Doron echoed that statement. "They have a different approach. They really are trying to reach that zero COVID status, but that in it itself will affect supply chains and other things like that."

Is BA.2 in Massachusetts?

Health experts said as far back as February that stealth omicron was probably already in Massachusetts.

When asked at the time how likely it was that the new subvariant was in Massachusetts already, Doron said, "Pretty likely."

"What we've learned is that, variants that are seen in other parts of the country don't always take hold here, but they always get here to some extent," she said. "So I think that we will find out that we have BA.2 in Massachusetts any day now."

Later that same week, Massachusetts General Hospital said stealth omicron had been identified in the state.

The Centers for Disease Control and Prevention reported earlier this week that the BA.2 subvariant makes up nearly a quarter of all coronavirus variants now circulating in the U.S. And in states such as Connecticut, Maine, Massachusetts, New Hampshire, Vermont and Rhode Island, the subvariant now makes up about 38.6% of total cases.

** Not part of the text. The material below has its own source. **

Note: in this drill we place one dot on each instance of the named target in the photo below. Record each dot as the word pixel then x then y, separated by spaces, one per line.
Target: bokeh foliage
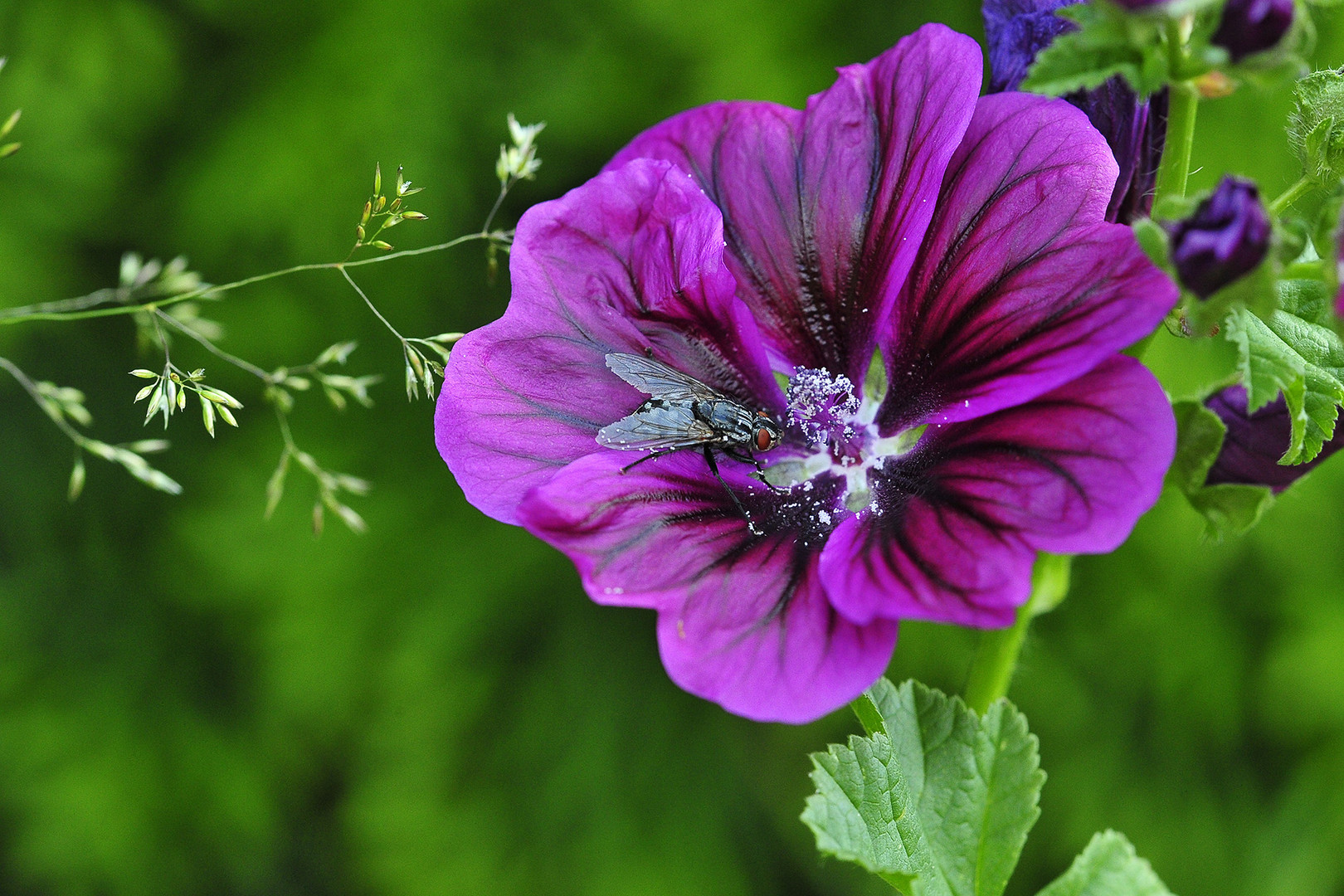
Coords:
pixel 197 702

What else should you know?

Based on how quickly new variants have arisen, some experts suggest the next one could arrive as early as May.

Health officials say they are certainly expecting more variants to emerge, but it remains unclear if such variants will be more or less severe than previous strains.

The biggest indicator of how severe a new variant could be comes from immunity and vaccination, experts agree.

"People seem to forget or not really understand that when you get vaccinated, you're less likely to be infected and because you're less likely to be infected, you're less likely to transmit," Assoumou said earlier this year.

"Even if you became infected, you will shed for shorter periods of time because you will you will have a more rapid clearance of the virus," added Kuritzkes. "That you're going to be infectious for a shorter period of time is a very important point, because that's how vaccination helps to contribute to the control of disease."